On the other hand, Figure 11 shows the NERs that were identified in the paper abstracts. They are shown ordered by bibliographic source, and the bibliographic source whose papers have the most NERs is Wiley Online Library, followed by Scopus. IEEE Xplore is the source with the fewest NERs in the abstracts of its publications.
Finally, Figure 12 shows that in the years 2020 and 2021 the NERs of type Organization were presented more frequently in 21 and 40 abstracts of their papers respectively.
RQ6: What are the most used and relevant Machine Learning keywords and their impact on API Deployment?

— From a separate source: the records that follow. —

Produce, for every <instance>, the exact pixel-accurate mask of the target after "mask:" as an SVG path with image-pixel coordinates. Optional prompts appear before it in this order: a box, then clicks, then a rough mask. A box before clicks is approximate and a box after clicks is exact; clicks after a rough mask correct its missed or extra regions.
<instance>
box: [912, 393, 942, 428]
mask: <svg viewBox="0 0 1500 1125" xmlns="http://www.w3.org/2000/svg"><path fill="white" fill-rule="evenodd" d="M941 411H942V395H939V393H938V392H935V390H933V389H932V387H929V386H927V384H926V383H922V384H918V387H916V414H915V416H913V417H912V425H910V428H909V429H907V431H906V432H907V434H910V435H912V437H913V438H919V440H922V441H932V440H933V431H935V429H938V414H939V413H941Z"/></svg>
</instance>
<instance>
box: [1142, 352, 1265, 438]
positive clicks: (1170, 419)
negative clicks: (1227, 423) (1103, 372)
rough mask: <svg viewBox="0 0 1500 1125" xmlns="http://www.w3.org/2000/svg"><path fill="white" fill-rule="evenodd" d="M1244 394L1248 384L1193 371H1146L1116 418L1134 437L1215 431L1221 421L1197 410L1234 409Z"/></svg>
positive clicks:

According to the results of the literature review, Figure 13 shows the main keywords used in the research on machine learning solutions and their impact on API Deployment. To detail this, Figure 14 shows the number of keyword repetitions.
In the authors' paper Hasan et al. [100] include the keywords such as "machine learning", "big data analytics", "predictive analytics" among others.
Also [94] state that the most used keywords in their research were "machine learning", "artificial intelligence", "logistic", among others.
After the analysis of these 2 randomly selected systematic literature review papers, it is observed that the most repeated keyword is "machine learning" and "artificial intelligence" and it is found within the evaluation carried out.
5 Conclusions and Future Research
In conclusion, this study applies systematic literature review (SRL), which is an iterative process that combines the existing literature on a specific topic.
The objective was to address the issues by identifying, critically evaluating, and integrating the findings of all relevant individual high-quality studies that address one or more research questions.
This review has determined how far current studies on the use of machine learning have progressed in organizations that have successfully implemented it. It has also helped to formulate general statements, develop theoretical and practical implications, and make suggestions for future research.
We have answered, in detail, each of the RQs formulated, based on a thorough review of the 96 papers selected, discussed gaps and future directions. This review has some limitations that future research can address as it has a time limit for the papers that were reviewed from 2017 to 2021.
Therefore, future research should consider more recent publications to keep up with new technologies, methods, algorithms, and frameworks that may come out for machine learning in the future.